C'est peut-être possible dans certains cas bénins et bien contrôlés, mais je n'en ferais pas un choix par défaut parce que la littérature officielle 214 examinée ne publie pas de données sur la corrosion par l'acide sulfurique, alors que les directives relatives à l'acide sulfurique orientent plutôt les ingénieurs vers des alliages de corrosion contenant du Mo.

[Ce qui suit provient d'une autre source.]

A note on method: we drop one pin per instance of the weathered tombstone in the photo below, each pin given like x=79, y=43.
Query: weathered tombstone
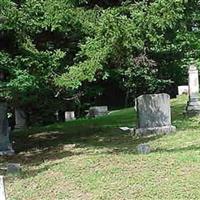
x=13, y=168
x=143, y=148
x=183, y=89
x=2, y=189
x=69, y=115
x=154, y=114
x=5, y=145
x=193, y=105
x=20, y=119
x=97, y=111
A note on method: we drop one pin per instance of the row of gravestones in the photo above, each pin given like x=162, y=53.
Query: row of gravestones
x=153, y=110
x=20, y=116
x=153, y=113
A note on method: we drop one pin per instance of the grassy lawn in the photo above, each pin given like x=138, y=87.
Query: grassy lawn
x=94, y=160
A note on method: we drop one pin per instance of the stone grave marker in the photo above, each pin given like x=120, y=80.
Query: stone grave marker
x=143, y=148
x=154, y=114
x=97, y=111
x=2, y=189
x=69, y=115
x=193, y=105
x=183, y=89
x=5, y=145
x=13, y=168
x=20, y=119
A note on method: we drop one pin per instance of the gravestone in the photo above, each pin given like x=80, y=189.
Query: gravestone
x=69, y=115
x=2, y=189
x=183, y=89
x=193, y=105
x=20, y=119
x=143, y=148
x=97, y=111
x=154, y=114
x=13, y=168
x=5, y=145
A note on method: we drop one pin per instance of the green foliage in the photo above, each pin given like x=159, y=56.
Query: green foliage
x=62, y=46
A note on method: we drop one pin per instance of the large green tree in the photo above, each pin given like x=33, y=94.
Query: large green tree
x=54, y=49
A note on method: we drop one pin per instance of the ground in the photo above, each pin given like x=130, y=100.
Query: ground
x=94, y=160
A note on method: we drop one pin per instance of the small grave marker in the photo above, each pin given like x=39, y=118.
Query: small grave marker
x=2, y=189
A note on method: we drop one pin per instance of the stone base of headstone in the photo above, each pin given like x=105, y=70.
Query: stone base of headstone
x=2, y=189
x=193, y=108
x=143, y=148
x=69, y=115
x=9, y=152
x=155, y=130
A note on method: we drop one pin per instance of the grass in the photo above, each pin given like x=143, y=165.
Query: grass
x=94, y=160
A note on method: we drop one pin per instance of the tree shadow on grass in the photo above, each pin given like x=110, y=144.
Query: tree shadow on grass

2) Pourquoi une excellente résistance à l'oxydation n'est-elle pas suffisante pour l'utilisation d'acide sulfurique ?

La résistance à l'oxydation à haute température et la résistance aux acides aqueux ne posent pas le même problème de sélection. La résistance à l'oxydation à haute température (214) a été conçue en fonction du comportement à haute température de l'alumine, alors que les directives relatives à l'acide sulfurique mettent l'accent sur le rôle du molybdène, du chrome, des impuretés et des effets de la concentration et de la température dans la corrosion par voie humide.

3) Quels alliages sont de meilleurs points de départ que le HAYNES 214 pour l'acide sulfurique ?

Les points de départ les plus solides sont généralement l'alliage 825 pour les acides sulfuriques, l'alliage 22 pour les conditions mixtes d'oxydation et de réduction, et les familles Ni-Mo ou Ni-Cr-Mo telles que B-3, C-276 ou HYBRID-BC1 lorsque l'environnement est plus agressif. Le choix final dépend encore de la chimie exacte du processus.

Partager l'article :

Articles connexes

Ce titre attire l'attention des visiteurs

Une courte description présentant votre entreprise et les services offerts aux visiteurs.